Modern
Modern
Home
»
Gojapan
»
Detail Berita


Gyaru, Tren Fashion Anak Muda Jepang yang Mendobrak Tradisi

Foto: Tren gyaru populer pada akhir 1980-an dan mencapai puncaknya pada 1990-an hingga awal 2000-an. (hellolizziebee.com)
Modern
Oleh : Reporter Kampus

Semarang, Gojateng.com — Jepang selalu menjadi pusat perhatian dunia dalam hal budaya dan tren fashion yang unik. Salah satu subkultur fashion yang menonjol dan memiliki dampak besar di kalangan anak muda adalah Gyaru. Sebenarnya apa sih Gyaru itu?

Gaya bukan hanya sekadar pilihan mode, melainkan juga bentuk pernyataan diri yang kuat, menolak konvensi tradisional dan merayakan kebebasan berekspresi.

Istilah Gyaru sendiri berasal dari kata "Gal" atau "Girl" dalam bahasa Inggris, yang berarti "gadis". Tren ini mulai populer pada akhir 1980-an dan mencapai puncaknya pada 1990-an hingga awal 2000-an.

Awalnya, gaya ini terinspirasi oleh budaya California, dengan kulit kecokelatan, rambut pirang, dan makeup mencolok.

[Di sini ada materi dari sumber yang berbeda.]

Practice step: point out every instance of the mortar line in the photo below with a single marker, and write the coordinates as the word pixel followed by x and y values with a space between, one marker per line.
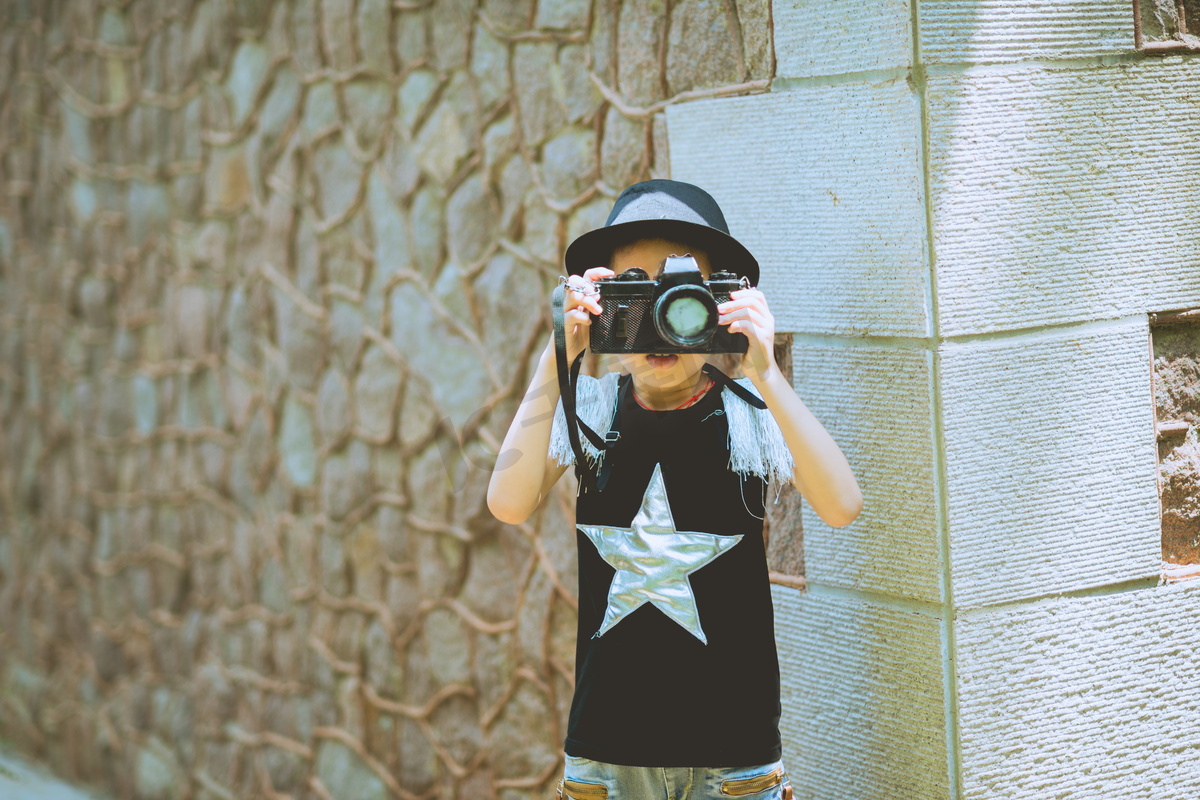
pixel 949 68
pixel 1103 590
pixel 875 597
pixel 1035 332
pixel 949 654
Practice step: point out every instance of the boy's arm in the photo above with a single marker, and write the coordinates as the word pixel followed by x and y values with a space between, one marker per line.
pixel 822 473
pixel 525 471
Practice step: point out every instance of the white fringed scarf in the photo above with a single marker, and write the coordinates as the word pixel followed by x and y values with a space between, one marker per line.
pixel 756 444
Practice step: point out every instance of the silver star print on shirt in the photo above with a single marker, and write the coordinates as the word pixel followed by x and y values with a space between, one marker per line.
pixel 653 561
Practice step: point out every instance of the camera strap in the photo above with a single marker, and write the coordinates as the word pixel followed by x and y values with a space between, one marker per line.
pixel 568 378
pixel 725 382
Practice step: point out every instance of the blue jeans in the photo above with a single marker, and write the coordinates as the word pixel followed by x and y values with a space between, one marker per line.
pixel 587 780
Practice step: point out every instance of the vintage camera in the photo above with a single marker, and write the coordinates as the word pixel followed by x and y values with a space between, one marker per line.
pixel 676 312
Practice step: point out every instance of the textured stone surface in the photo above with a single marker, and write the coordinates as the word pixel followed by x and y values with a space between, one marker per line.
pixel 1050 462
pixel 840 238
pixel 258 270
pixel 994 30
pixel 823 37
pixel 1176 388
pixel 863 698
pixel 1111 677
pixel 1026 202
pixel 876 404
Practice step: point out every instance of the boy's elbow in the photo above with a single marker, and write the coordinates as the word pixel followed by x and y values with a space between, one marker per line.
pixel 504 510
pixel 847 513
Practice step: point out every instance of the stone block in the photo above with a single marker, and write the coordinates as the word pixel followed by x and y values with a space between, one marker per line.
pixel 339 179
pixel 247 74
pixel 321 110
pixel 1081 697
pixel 862 689
pixel 472 214
pixel 840 234
pixel 580 95
pixel 376 391
pixel 757 44
pixel 569 163
pixel 346 775
pixel 539 94
pixel 1038 181
pixel 227 180
pixel 490 66
pixel 298 441
pixel 450 30
pixel 442 143
pixel 875 402
pixel 1000 30
pixel 333 407
pixel 373 18
pixel 703 46
pixel 367 109
pixel 641 29
pixel 562 14
pixel 1050 462
pixel 520 739
pixel 509 14
pixel 336 32
pixel 622 150
pixel 826 37
pixel 346 480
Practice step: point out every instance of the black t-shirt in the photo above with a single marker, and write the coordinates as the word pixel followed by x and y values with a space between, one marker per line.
pixel 667 683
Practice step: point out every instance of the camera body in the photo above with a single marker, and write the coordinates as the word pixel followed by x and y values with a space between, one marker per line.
pixel 675 312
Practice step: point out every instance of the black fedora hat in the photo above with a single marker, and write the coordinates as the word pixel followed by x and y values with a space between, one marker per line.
pixel 664 209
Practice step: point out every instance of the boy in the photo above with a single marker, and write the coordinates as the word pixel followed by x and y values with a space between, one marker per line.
pixel 677 677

Namun, seiring waktu, Gyaru berevolusi menjadi lebih kompleks, menciptakan berbagai subkategori dengan gaya yang unik.

Sejarah dan Asal Mula Gyaru

Gyaru lahir sebagai bentuk perlawanan terhadap standar kecantikan tradisional Jepang yang cenderung mendewakan kulit putih, rambut lurus hitam, dan sikap sopan yang pasif.

Gadis-gadis muda yang mengadopsi gaya ini ingin menunjukkan bahwa mereka juga memiliki kontrol penuh atas tubuh dan penampilan mereka, tanpa harus mengikuti norma yang ditentukan masyarakat.

Pada awalnya, gaya ini identik dengan kulit yang sengaja dibuat gelap menggunakan tanning lotion, riasan mata dramatis, dan rambut yang diwarnai pirang atau bahkan berwarna pastel.

Aksesori yang mencolok seperti kuku palsu panjang, pakaian berwarna cerah, dan sepatu platform tinggi juga menjadi ciri khas.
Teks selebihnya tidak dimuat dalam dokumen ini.